Gradient Boosting Model (GBM):
Using a GBM model with default parameters, the best training model came at 88%, at 150 trees. Using this model, we can create a prediction using the test data. The accuracy of this prediction was 87% which being very close to the training accuracy shows this is correct.

Interaction.depth n.Trees Accuracy Kappa
1 150 .878 .397

Classification Trees:
The classification tree built with default parameters showed a slightly lower overall accuracy. The training accuracy came to 82% and the prediction was 83%.

dt_model<- train(Attrition ~ ., data = attrition_train, method = "rpart")
cp Accuracy Kappa
0.039 .82 .24

When building a classification tree with only the top 5 factors, the accuracy fell in between the other two models at, 84% training and prediction.
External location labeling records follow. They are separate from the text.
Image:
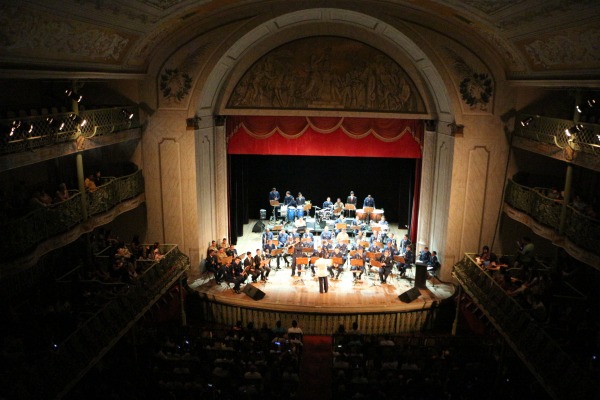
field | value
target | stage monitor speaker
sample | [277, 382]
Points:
[410, 295]
[258, 227]
[253, 292]
[420, 275]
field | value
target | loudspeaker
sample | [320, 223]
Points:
[253, 292]
[410, 295]
[258, 227]
[420, 275]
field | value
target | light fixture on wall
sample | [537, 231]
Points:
[573, 130]
[126, 114]
[192, 123]
[73, 96]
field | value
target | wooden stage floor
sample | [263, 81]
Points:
[286, 293]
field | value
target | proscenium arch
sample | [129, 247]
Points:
[212, 97]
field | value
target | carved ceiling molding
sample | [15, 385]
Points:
[574, 48]
[327, 73]
[51, 37]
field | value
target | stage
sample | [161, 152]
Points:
[376, 306]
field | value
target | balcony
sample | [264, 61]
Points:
[531, 206]
[53, 372]
[64, 222]
[553, 367]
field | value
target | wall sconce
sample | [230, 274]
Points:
[73, 96]
[456, 130]
[192, 123]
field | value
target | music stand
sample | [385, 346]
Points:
[301, 261]
[274, 204]
[376, 264]
[357, 262]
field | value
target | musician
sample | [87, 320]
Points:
[342, 237]
[297, 252]
[239, 274]
[340, 267]
[212, 264]
[266, 237]
[359, 255]
[300, 200]
[326, 234]
[409, 259]
[268, 248]
[404, 243]
[260, 264]
[387, 263]
[322, 273]
[425, 256]
[249, 267]
[351, 200]
[289, 200]
[327, 204]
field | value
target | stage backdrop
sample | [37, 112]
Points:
[321, 157]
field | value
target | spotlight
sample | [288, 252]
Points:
[73, 96]
[526, 121]
[573, 130]
[126, 114]
[77, 120]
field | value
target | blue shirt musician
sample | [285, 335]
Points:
[425, 256]
[273, 195]
[326, 234]
[387, 263]
[409, 259]
[336, 265]
[358, 269]
[289, 200]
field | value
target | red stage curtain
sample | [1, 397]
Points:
[325, 136]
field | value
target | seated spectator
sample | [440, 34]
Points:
[90, 183]
[62, 193]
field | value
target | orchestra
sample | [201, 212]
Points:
[359, 244]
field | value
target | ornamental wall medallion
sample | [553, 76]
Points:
[327, 73]
[475, 83]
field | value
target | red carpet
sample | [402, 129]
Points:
[315, 368]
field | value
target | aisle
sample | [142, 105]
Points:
[315, 368]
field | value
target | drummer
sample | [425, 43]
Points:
[369, 202]
[327, 204]
[351, 200]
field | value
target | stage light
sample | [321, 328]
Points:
[573, 130]
[73, 96]
[126, 114]
[526, 121]
[78, 120]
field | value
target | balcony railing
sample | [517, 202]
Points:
[585, 138]
[543, 356]
[22, 234]
[46, 130]
[581, 229]
[58, 370]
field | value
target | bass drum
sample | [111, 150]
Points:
[361, 214]
[291, 213]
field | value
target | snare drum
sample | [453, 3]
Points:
[376, 215]
[291, 213]
[361, 214]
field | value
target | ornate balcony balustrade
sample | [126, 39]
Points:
[542, 355]
[581, 229]
[20, 235]
[39, 131]
[63, 365]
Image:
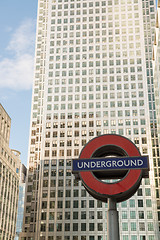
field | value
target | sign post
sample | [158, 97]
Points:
[111, 156]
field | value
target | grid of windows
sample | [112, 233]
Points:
[91, 70]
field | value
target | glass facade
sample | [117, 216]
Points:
[93, 76]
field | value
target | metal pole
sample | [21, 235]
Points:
[112, 221]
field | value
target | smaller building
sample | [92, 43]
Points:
[23, 173]
[9, 180]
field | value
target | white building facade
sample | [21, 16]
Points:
[93, 76]
[9, 180]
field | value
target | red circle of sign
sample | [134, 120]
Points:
[121, 187]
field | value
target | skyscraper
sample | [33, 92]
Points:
[22, 185]
[9, 179]
[93, 76]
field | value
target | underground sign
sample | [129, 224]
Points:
[111, 156]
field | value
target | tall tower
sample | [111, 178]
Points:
[93, 76]
[9, 179]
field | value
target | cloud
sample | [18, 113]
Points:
[16, 70]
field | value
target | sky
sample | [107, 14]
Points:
[17, 46]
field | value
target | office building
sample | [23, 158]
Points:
[9, 180]
[22, 185]
[156, 64]
[93, 76]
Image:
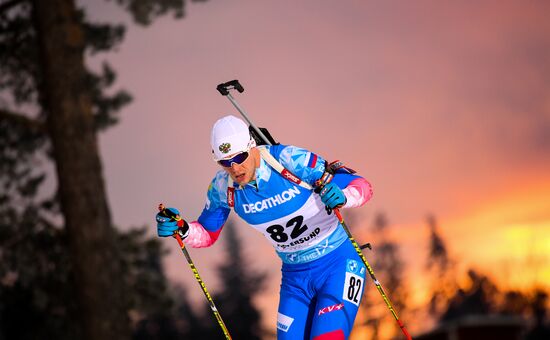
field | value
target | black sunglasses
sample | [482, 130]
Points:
[238, 159]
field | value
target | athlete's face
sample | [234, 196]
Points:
[246, 171]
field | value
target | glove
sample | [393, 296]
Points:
[169, 222]
[332, 196]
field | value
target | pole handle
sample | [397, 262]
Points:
[224, 88]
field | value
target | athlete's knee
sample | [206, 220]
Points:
[332, 335]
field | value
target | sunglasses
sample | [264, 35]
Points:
[238, 159]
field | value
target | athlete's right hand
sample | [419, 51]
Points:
[169, 222]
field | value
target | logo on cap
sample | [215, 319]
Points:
[225, 147]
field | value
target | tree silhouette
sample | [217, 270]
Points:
[440, 267]
[389, 269]
[51, 107]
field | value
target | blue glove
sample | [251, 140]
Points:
[332, 196]
[170, 222]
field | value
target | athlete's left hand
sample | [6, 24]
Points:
[332, 196]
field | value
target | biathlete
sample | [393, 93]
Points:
[322, 274]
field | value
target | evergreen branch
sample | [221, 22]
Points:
[6, 6]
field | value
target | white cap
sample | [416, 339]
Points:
[229, 136]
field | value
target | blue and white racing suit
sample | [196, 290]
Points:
[322, 275]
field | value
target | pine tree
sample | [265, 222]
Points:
[389, 268]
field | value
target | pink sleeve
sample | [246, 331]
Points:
[200, 237]
[358, 192]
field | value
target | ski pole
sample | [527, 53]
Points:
[178, 237]
[371, 273]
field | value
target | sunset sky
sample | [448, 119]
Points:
[444, 107]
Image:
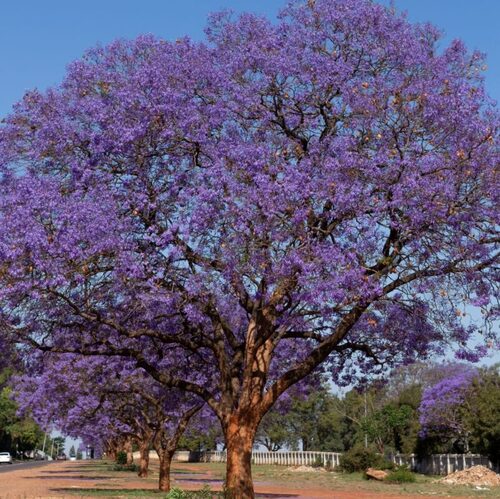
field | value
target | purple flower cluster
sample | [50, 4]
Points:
[234, 214]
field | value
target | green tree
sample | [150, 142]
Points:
[482, 414]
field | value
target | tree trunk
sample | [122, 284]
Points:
[128, 450]
[165, 463]
[240, 435]
[144, 462]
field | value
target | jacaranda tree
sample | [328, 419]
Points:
[316, 191]
[111, 401]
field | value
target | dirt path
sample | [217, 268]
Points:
[55, 479]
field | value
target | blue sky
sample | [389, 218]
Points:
[39, 38]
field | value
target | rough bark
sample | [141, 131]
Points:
[144, 462]
[128, 450]
[165, 464]
[240, 435]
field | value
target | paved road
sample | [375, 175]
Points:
[23, 465]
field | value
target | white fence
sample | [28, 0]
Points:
[282, 458]
[437, 464]
[442, 464]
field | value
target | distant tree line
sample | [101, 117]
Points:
[422, 409]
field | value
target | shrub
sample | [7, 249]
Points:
[359, 459]
[125, 467]
[204, 493]
[121, 457]
[401, 475]
[176, 493]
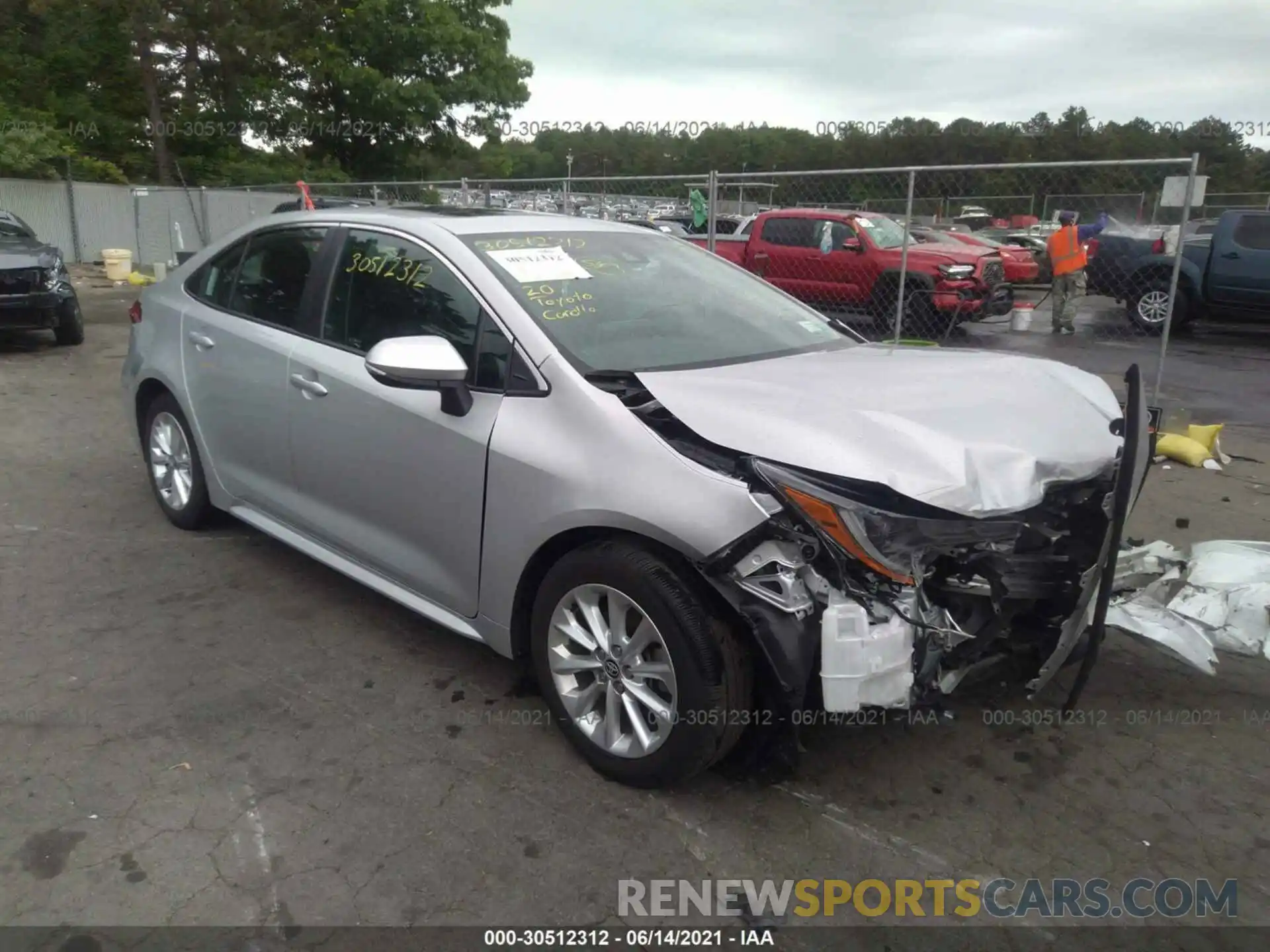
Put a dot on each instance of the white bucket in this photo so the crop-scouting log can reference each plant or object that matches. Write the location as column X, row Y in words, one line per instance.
column 1020, row 319
column 118, row 263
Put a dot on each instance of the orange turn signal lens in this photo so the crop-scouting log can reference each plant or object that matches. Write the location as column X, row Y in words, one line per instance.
column 825, row 516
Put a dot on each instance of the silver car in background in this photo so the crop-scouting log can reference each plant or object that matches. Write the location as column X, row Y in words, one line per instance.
column 697, row 506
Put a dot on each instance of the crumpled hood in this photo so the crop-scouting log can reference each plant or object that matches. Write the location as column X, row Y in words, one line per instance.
column 26, row 253
column 966, row 430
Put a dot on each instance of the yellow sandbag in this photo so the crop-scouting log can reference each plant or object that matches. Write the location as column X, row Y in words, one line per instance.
column 1206, row 436
column 1184, row 450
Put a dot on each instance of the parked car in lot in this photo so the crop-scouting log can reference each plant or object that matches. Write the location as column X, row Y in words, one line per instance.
column 1226, row 270
column 1019, row 263
column 36, row 291
column 669, row 227
column 694, row 503
column 724, row 223
column 1039, row 249
column 842, row 259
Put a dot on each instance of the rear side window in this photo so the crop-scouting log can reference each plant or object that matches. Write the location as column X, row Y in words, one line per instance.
column 214, row 282
column 1254, row 231
column 794, row 233
column 272, row 276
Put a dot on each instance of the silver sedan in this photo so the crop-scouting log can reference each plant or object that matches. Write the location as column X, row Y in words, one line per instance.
column 698, row 506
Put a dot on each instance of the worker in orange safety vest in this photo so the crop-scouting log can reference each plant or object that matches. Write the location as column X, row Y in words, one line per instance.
column 1066, row 249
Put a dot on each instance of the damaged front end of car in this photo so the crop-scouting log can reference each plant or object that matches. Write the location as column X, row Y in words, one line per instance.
column 860, row 597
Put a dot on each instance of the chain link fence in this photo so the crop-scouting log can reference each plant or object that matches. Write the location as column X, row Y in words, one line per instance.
column 954, row 255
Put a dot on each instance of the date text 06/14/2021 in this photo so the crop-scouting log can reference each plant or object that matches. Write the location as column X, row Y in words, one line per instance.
column 628, row 938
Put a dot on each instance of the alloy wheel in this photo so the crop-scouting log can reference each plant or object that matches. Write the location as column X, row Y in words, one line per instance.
column 1154, row 307
column 613, row 670
column 171, row 463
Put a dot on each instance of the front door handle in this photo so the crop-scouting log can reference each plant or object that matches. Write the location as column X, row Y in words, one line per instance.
column 309, row 386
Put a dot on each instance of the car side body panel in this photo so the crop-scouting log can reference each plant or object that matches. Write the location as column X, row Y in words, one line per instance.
column 542, row 481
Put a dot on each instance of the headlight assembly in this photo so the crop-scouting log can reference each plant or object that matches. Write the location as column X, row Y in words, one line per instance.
column 889, row 543
column 54, row 274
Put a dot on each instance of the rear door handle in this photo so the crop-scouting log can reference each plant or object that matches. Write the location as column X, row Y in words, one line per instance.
column 309, row 386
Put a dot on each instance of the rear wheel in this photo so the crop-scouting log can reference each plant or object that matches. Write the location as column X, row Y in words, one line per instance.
column 70, row 324
column 642, row 676
column 1148, row 306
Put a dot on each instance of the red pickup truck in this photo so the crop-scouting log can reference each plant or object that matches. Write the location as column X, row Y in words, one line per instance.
column 850, row 260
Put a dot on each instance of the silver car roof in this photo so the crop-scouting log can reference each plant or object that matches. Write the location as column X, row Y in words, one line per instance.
column 458, row 221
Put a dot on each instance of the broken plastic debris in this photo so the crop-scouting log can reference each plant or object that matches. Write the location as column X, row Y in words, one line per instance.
column 1137, row 568
column 1148, row 619
column 1221, row 601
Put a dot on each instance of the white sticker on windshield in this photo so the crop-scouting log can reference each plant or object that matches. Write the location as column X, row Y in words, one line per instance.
column 535, row 264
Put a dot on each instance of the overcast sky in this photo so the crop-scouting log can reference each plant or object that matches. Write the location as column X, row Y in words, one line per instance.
column 802, row 63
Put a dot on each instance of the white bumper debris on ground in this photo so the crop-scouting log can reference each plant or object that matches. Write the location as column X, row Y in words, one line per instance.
column 1217, row 600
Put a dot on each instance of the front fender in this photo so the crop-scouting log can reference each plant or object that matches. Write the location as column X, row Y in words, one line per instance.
column 1147, row 268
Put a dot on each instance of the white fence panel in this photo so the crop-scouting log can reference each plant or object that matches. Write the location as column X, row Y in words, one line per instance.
column 45, row 206
column 105, row 219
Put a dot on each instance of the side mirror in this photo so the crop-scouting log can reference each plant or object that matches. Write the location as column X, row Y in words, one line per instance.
column 423, row 364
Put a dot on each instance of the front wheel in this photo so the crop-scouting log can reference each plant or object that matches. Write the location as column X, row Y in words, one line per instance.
column 1148, row 306
column 175, row 467
column 644, row 680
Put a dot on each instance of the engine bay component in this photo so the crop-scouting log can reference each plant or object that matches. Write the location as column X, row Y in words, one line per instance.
column 771, row 573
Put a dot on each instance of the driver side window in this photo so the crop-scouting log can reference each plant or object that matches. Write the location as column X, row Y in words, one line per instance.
column 390, row 287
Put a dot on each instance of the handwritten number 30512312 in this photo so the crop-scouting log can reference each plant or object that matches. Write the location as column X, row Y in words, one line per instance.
column 403, row 270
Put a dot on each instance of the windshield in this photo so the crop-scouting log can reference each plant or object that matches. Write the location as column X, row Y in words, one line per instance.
column 640, row 301
column 884, row 233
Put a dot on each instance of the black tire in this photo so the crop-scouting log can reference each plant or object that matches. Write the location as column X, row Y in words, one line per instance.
column 713, row 666
column 70, row 324
column 1146, row 301
column 197, row 512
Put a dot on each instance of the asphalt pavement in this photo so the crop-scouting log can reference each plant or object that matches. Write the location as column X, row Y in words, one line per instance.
column 212, row 729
dt_model1<- train(Attrition ~ TotalWorkingYears + YearsAtCompany + OverTime + YearsInCurrentRole + MonthlyIncome + JobLevel, data = attrition_train, method = "rpart")

cp Accuracy Kappa
0.0301 .84 .19

Recommendation:

As we can see from this data analysis, the biggest factor to employee attrition is the length of time in the workforce either at the same company or not. However, I would recommend looking deeper into employees that work overtime and getting their reasons for leaving. Possibly, have meetings with overtime workers and find out if they need help. For example, if they are working at their capacity and still having to work overtime then might be time and possibly even cheaper to hire extra help.
I would also recommend for the company to continue to collect this same type of data at an annual basis and run the models to find those employees that are more likely to leave. Once you have the list of employees, set up reviews and see if their’s a way to help them out or even you may catch, worker issues early on. Lastly, a further review into the sales department is warranted with the high attrition rate.